What if I told you there’s a TV show where the screenwriter of Borat is abused weekly while wearing a stained puce t-shirt, where BAFTA-winning Alistair McGowan pins down a man and repeatedly licks his face, where twenty-something-year-old Richard Herring swooned over magazine cutouts of Julia Sawalha several years before he was her boyfriend, and where the hosts were frightened while presenting after receiving bomb threats from Islamic fundamentalists? Hello, Fist of Fun season 1 DVD set!
In 1995, comedy writing duo Stewart Lee and Richard Herring created this bizarre sketch show that was both of its era and eerily revolutionary. Each episode began in front of a live studio audience (an audience which was largely spill-over of whoever couldn’t get into see other BBC tapings that day) where Lee and Herring popped out of crates, having just been delivered from storage, where they spent the week. Sometimes they were delivered to the wrong set or the wrong crates were delivered to theirs. (One time, Ant & Dec were delivered!) Herring played the happy-go-lucky funny one in obnoxiously loud shirts, while Lee played the straight man in a waistcoat, not unlike David Baddiel and Rob Newman. The two bantered on a stage designed to look like the basement of the BBC before they introduced a pre-recorded sketch that often included actors like Rebecca Front, Kevin Eldon, Ben Moor, or Al Murray. Ahead of the internet, but not unllike many 90s TV shows, they solicited letters from viewers, which resulted in a regular feature called The Gallery, where they’d show off some of their favorite items sent to them in the post. These days, Richard Herring is still ahead of the curve, connecting with fans on social media, podcasting, and Kickstarter, whereas Stewart Lee has gone in the other direction, avoiding all social media platforms and criticizing his fans for downloading his material illegally.
Content-wise, Lee and Herring were given more freedom than is customary, largely because, despite viewing figures of two and a half million, no one at the studio really cared about the show, and it’s possible not every episode was screened. They got away with saying “twat” more times than allowed, among other things, like a story where Lee criticizes Jesus for dressing up as sick people to trick him. (They did have to cut out the shot where Lee slaps Jesus across the face.) For this, Islamic fundamentalists sent a threat to blow up the BBC. If you watch episode three, you’ll see Herring is a little on edge.

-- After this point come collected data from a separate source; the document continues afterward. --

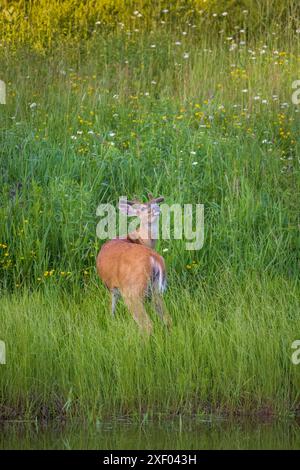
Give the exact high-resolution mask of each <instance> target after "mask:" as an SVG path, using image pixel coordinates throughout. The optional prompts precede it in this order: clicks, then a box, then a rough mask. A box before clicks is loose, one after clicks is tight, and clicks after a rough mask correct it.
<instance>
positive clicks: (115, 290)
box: [110, 287, 120, 316]
mask: <svg viewBox="0 0 300 470" xmlns="http://www.w3.org/2000/svg"><path fill="white" fill-rule="evenodd" d="M110 293H111V314H112V316H114V315H115V310H116V306H117V303H118V300H119V297H120V291H119V289H117V288H116V287H114V288H113V289H111V291H110Z"/></svg>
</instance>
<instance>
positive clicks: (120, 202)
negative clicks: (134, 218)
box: [119, 201, 137, 216]
mask: <svg viewBox="0 0 300 470" xmlns="http://www.w3.org/2000/svg"><path fill="white" fill-rule="evenodd" d="M119 211H120V212H122V214H126V215H130V216H133V215H137V210H136V209H135V208H134V207H133V206H131V205H130V204H128V203H127V202H125V201H120V202H119Z"/></svg>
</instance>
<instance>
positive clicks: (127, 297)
mask: <svg viewBox="0 0 300 470" xmlns="http://www.w3.org/2000/svg"><path fill="white" fill-rule="evenodd" d="M122 297H123V299H124V302H125V304H126V305H127V307H128V309H129V310H130V312H131V313H132V315H133V318H134V320H135V321H136V322H137V324H138V325H139V327H140V328H141V330H142V331H144V332H145V333H146V334H147V335H151V333H152V330H153V326H152V322H151V320H150V318H149V316H148V314H147V312H146V310H145V307H144V304H143V297H142V296H140V295H133V294H132V293H128V292H122Z"/></svg>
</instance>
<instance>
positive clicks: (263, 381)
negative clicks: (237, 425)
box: [0, 0, 300, 420]
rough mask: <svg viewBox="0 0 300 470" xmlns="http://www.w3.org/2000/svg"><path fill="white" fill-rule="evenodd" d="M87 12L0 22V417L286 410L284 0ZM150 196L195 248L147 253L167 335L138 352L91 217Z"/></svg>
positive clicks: (5, 14) (286, 173)
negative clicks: (110, 300)
mask: <svg viewBox="0 0 300 470" xmlns="http://www.w3.org/2000/svg"><path fill="white" fill-rule="evenodd" d="M91 3H92V2H89V1H88V2H80V1H78V2H75V4H77V7H74V2H70V1H69V0H66V1H65V2H51V7H49V8H48V6H47V4H46V3H45V2H43V1H40V2H22V1H8V2H4V4H5V5H4V6H2V8H1V10H0V18H1V19H2V27H1V29H0V79H1V80H3V81H5V83H6V104H5V105H2V104H1V105H0V183H1V184H0V340H2V341H5V344H6V351H7V357H6V359H7V363H6V365H0V419H12V418H13V419H17V418H18V419H19V418H20V417H21V418H22V419H36V418H38V419H50V418H57V417H59V418H62V419H65V418H68V417H72V416H80V417H82V418H83V417H84V418H86V417H88V418H89V419H91V420H94V419H96V418H98V419H102V418H109V417H112V416H117V415H130V416H133V417H136V418H137V419H140V417H141V416H143V417H144V419H145V417H148V416H152V415H155V416H157V415H165V414H167V415H171V414H191V413H192V414H200V415H201V414H206V413H210V412H218V413H229V414H236V413H242V414H248V413H265V414H266V413H267V414H285V415H286V414H290V413H295V412H297V410H298V409H299V395H300V366H295V365H293V364H292V362H291V355H292V352H293V350H292V348H291V344H292V342H293V341H294V340H296V339H300V337H299V336H300V285H299V248H300V246H299V245H300V243H299V196H300V176H299V154H300V152H299V150H300V137H299V135H300V133H299V131H300V124H299V112H300V107H299V105H298V106H297V105H295V104H293V103H292V93H293V91H294V90H293V88H292V83H293V82H294V81H295V80H297V79H300V75H299V69H300V20H299V8H298V7H297V2H293V1H291V0H289V1H285V2H280V1H276V2H268V1H266V2H259V3H258V2H255V1H254V0H251V1H250V0H248V1H245V2H244V3H243V2H242V3H243V4H244V5H245V6H244V7H242V6H236V3H238V2H227V1H223V2H213V1H212V2H207V3H208V5H206V2H200V1H189V2H180V1H177V2H176V1H174V2H169V3H168V2H155V8H154V7H153V9H152V8H151V2H150V6H149V2H146V1H141V0H140V1H139V2H118V1H116V2H112V1H102V2H101V1H99V2H98V1H97V2H94V3H93V8H92V5H91ZM202 4H203V5H202ZM72 5H73V6H72ZM124 5H125V6H124ZM260 9H262V11H260ZM200 12H201V13H200ZM43 13H44V15H43ZM258 14H262V15H263V16H259V15H258ZM72 15H73V16H72ZM140 15H141V16H140ZM50 18H51V20H50ZM259 18H262V19H261V20H260V19H259ZM150 191H151V192H152V193H153V194H155V195H164V196H165V200H166V202H167V203H169V204H172V203H180V204H184V203H192V204H196V203H203V204H204V207H205V209H204V214H205V239H204V246H203V248H202V249H201V250H199V251H187V250H185V240H182V241H181V240H174V239H171V240H159V243H158V247H157V250H158V252H159V253H161V254H163V255H164V257H165V260H166V265H167V270H168V278H169V289H168V292H167V293H166V296H165V298H166V303H167V306H168V309H169V312H170V315H171V316H172V318H173V323H174V326H173V329H172V331H171V332H170V333H168V332H166V331H165V330H164V329H163V327H162V326H161V325H160V323H159V321H158V320H156V319H155V314H154V313H153V312H151V317H152V319H153V320H154V322H155V329H154V334H153V336H152V337H151V338H150V339H149V340H148V341H145V339H144V338H142V337H141V335H140V334H139V332H138V329H137V327H136V324H135V323H134V321H133V319H132V318H131V316H130V314H129V313H128V311H127V310H126V308H125V306H124V305H123V304H122V303H120V305H119V306H118V309H117V315H116V318H115V319H113V318H111V315H110V301H109V296H108V294H107V292H106V290H105V289H104V287H103V286H102V285H101V283H100V281H99V279H98V278H97V275H96V271H95V257H96V255H97V252H98V251H99V248H100V246H101V243H102V241H101V240H99V239H97V237H96V225H97V223H98V221H99V218H97V216H96V208H97V206H98V205H99V204H100V203H103V202H112V203H114V204H115V203H117V201H118V198H119V196H120V195H127V196H128V198H132V197H134V196H138V197H145V196H146V194H147V192H150ZM148 308H149V311H151V307H150V306H149V307H148Z"/></svg>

Peter Baynham appears in each episode as Pete, the most unhygienic man alive. Although repulsive, Pete gets sympathy from his audience, largely because of the abuse he suffers from Lee and Herring who are always insulting him, throwing stuff at him, and allowing the stage hands to smash up his home. It’s shocking to realize that this is the man who went on to co-write Borat and is one of the most sought after script punch-uppers in Hollywood.
Another reoccurring character is Simon Quinlank, played by Kevin Eldon, who was also the show’s warm up act. Simon is a hobbyist and gives 101 courses on each of his off-beat hobbies, like doing pencil rubbings of priests’ bums. Another of Quinlank’s hobbies is smashing eggs, a sketch that begins in a grocery store and ends in a lab smashing human embryos. Lee feels squeemish about this sketch and wonders why they were able to get away with it. He also theorizes because Eldon chants Buddhist mantras each day, his memorization skills are extraordinarily good, allowing him to memorize long, fast-paced monologues. Although there are a few of these types of sketches that reoccur from episode to episode, they are not so regular as to become cult hits, like what you might see on Little Britain. There aren’t really catchphrases, though there are certainly recurring jokes. For example, Stew will often correct Rich by saying, “What you’ve done there is you’ve confused [A] with [B].”
The most surreal element of this show is that Herring had a crush on Ab Fab actress Julia Sawalha. In one episode, for
some reason, Herring’s father is played by a sinewy hunk of meat and eyeballs in a jar of vinegar, and he gives the jar a tour of the set. He approaches the board where he’s pinned up magazine clippings of Sawalha and introduces his father-in-a-jar to his “girlfriend” Julia Sawalha. A few years later, Herring and Sawalha were a couple, even though she had no idea he’d done these sketches about her. A friend later whispered it to her at a party, and when she visited Herring’s family, she asked if they had a copy of Fist of Fun. So, after Herring introduced his father to his girlfriend Julia Sawalha, they all sat down on the sofa and watched Herring introduce his father-in-a-jar to his “girlfriend” Julia Sawalha roughly six years previous. The relationship lasted eighteen months.
This article isn’t a proper review because this is more a look at the artifact that is the DVD, but if I had to recommend anything, I’d say the funniest piece of season 1 is Alistair McGowan as a vampire, pinning Herring to the floor and licking his face, even when the camera isn’t on him. You can see Herring’s genuine agony. To think, McGowan went on to lead BBC’s top comedy program for four years and receive an Olivier nomination. A sketch called “Urban Man” features a cast of five or six male comedians run around in their underpants outside like they’re animals. They told viewers that they could write in to claim the actual underpants used in the sketch and many of them did. There’s also the classic sketch starring Sally Phillips, “The Girl Who Smelt of Spam.”
The Fist of Fun season 1 DVD (region zero/PAL) is available on Go Faster Stripe and comes with not only the six episodes, but also nine commentary tracks, the Lee and Herring Live Show, a feature on 90s Nostalgia, the unbroadcast pilot, and studio rushes. You should feel lucky that Richard Herring is so obsessed with his own mythology that all of these documents exist: on the DVD-ROM that comes with the First of Fun season 1 set, there are pages and pages of fact sheets, flyers and advertisements, scripts, photos and cartoons, and much much much much more. If anyone wants to write a pop culture book on the history of Lee and Herring (and hell, if you don’t, I bloody well will), you’ve got your work cut out for you.